Setters may have a strong prey drive, which can be dangerous for other smaller animals when not addressed in time. That means you need to accustom the dog from a young age to other pets, e.g. cats. Puppies raised with cats usually after some time make friends with them or just ignore them.
Remember, that the cat also needs some time to feel comfortable with the dog - especially when the dog is introduced as the new member of the family. This may take even couple of months. If you have a very old cat not used to dogs - rethink adopting an English Setter.
Who are English Setters not for?
1. People who want a calm lap dog to cuddle with in the evening after their return home following several hours of absence.
2. People who have never raised a dog before and are not willing to put extra effort in training and grooming.
3. People who live alone and work long hours.
4. People not interested in any sort of physical activity.
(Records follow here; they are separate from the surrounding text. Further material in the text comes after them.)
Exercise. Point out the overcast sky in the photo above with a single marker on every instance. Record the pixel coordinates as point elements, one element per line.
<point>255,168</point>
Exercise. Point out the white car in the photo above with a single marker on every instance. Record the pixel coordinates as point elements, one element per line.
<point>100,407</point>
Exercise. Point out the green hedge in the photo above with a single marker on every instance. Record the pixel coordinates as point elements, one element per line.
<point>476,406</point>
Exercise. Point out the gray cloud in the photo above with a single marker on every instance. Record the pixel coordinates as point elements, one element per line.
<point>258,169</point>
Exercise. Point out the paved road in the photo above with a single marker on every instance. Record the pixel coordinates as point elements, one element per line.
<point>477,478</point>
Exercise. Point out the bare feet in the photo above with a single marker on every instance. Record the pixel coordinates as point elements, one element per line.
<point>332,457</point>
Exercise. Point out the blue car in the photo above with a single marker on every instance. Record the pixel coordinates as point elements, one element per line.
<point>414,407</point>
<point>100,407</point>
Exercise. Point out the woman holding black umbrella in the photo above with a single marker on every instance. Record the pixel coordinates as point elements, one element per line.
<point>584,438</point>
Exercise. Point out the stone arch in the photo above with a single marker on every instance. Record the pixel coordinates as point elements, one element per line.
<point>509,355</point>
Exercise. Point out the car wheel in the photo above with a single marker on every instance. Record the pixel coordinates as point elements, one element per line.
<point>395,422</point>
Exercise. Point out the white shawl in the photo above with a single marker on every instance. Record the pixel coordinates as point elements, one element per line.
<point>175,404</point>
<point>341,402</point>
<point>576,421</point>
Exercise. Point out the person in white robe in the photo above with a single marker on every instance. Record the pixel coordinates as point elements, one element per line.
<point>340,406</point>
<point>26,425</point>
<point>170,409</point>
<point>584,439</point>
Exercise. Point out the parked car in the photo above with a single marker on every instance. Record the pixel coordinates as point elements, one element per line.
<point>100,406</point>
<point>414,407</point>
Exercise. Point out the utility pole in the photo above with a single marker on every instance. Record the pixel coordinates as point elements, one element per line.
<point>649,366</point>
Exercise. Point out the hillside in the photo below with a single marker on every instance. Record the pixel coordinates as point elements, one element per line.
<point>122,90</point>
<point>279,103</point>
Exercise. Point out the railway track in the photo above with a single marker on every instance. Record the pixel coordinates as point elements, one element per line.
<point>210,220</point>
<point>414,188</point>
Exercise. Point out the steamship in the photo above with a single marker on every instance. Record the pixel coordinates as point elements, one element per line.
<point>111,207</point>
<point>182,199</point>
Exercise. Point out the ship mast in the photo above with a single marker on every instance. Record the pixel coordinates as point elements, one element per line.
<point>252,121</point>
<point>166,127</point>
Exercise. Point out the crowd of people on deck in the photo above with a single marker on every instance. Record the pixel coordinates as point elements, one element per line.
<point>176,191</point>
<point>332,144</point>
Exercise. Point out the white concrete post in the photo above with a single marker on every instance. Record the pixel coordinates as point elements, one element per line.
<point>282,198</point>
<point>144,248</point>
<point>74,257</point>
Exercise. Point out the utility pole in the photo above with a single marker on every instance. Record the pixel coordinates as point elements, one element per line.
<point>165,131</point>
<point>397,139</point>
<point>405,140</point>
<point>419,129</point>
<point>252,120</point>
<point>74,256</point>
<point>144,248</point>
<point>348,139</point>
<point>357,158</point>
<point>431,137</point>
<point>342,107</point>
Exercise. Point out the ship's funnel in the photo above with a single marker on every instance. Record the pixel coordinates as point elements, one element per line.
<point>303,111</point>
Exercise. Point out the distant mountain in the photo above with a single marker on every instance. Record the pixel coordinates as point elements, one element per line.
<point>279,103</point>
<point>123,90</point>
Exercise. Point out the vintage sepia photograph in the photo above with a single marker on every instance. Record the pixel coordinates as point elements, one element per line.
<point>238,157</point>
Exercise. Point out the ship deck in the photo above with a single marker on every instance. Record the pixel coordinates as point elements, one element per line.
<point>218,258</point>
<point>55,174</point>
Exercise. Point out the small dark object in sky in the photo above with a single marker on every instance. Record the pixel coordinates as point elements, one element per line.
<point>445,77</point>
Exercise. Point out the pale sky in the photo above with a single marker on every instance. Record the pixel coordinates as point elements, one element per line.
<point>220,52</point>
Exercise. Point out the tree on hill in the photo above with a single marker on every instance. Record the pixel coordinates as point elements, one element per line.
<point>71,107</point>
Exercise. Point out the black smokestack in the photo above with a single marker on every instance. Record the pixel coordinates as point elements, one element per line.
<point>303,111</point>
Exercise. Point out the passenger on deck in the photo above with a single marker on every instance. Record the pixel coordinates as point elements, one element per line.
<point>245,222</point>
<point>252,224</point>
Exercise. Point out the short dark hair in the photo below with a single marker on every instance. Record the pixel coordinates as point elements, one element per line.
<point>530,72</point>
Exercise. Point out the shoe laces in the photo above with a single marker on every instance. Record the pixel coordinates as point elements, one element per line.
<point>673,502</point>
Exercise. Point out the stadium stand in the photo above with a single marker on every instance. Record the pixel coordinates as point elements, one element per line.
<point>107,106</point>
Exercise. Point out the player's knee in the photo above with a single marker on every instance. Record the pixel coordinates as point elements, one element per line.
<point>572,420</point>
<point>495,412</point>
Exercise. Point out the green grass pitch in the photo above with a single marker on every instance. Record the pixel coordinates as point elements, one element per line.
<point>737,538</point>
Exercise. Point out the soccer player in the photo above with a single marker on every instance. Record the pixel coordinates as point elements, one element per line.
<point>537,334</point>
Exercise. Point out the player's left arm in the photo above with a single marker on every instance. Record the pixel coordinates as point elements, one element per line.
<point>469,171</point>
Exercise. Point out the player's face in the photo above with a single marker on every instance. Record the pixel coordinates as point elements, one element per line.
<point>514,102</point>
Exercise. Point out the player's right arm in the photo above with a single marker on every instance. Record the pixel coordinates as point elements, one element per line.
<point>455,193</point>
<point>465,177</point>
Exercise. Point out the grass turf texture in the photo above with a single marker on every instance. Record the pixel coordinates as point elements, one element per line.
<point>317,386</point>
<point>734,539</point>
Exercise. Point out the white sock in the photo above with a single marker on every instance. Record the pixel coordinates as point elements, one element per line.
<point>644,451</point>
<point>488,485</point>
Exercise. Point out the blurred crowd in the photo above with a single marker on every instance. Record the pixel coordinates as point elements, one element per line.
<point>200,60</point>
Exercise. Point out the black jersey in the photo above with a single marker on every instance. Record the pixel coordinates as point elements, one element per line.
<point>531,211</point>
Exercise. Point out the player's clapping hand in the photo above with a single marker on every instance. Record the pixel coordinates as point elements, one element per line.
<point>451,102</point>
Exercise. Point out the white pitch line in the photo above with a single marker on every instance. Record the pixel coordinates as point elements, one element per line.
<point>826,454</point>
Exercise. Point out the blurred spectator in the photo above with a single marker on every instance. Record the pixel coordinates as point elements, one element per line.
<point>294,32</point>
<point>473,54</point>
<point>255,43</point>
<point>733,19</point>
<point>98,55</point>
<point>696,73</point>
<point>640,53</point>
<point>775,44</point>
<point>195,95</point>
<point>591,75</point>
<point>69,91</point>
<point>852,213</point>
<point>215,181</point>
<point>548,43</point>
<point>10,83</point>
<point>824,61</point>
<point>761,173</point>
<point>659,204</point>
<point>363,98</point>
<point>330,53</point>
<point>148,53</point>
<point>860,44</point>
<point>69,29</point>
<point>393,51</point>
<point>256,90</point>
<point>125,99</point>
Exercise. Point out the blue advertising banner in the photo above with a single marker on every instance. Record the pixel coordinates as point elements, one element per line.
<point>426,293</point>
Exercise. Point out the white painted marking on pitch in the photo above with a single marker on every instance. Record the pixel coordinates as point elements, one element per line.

5. People who do not have patience and money for grooming sessions/grooming services for their dog.
6. People who want just "a pretty dog".
7. People who want their apartment and clothes to be sparkling clean all the time.
8. People who do not understand the risk of inheriting a hereditary disease (even after careful breeding) and consequenses of dealing with it (dysplasia, allergies, thyroid levels).
9. People who cannot afford quality vet care - ES are big dogs and vet expenses can be higher.
10. People who are lightweight - ES can be too strong for them to handle.
11. People seeking for an "instant" dog - already trained, smart, easy to maintain.
12. People who want their dog to spend most of the time in the yard, looking after the property.
13. People who want to buy an ES as a birthday or Christmas present.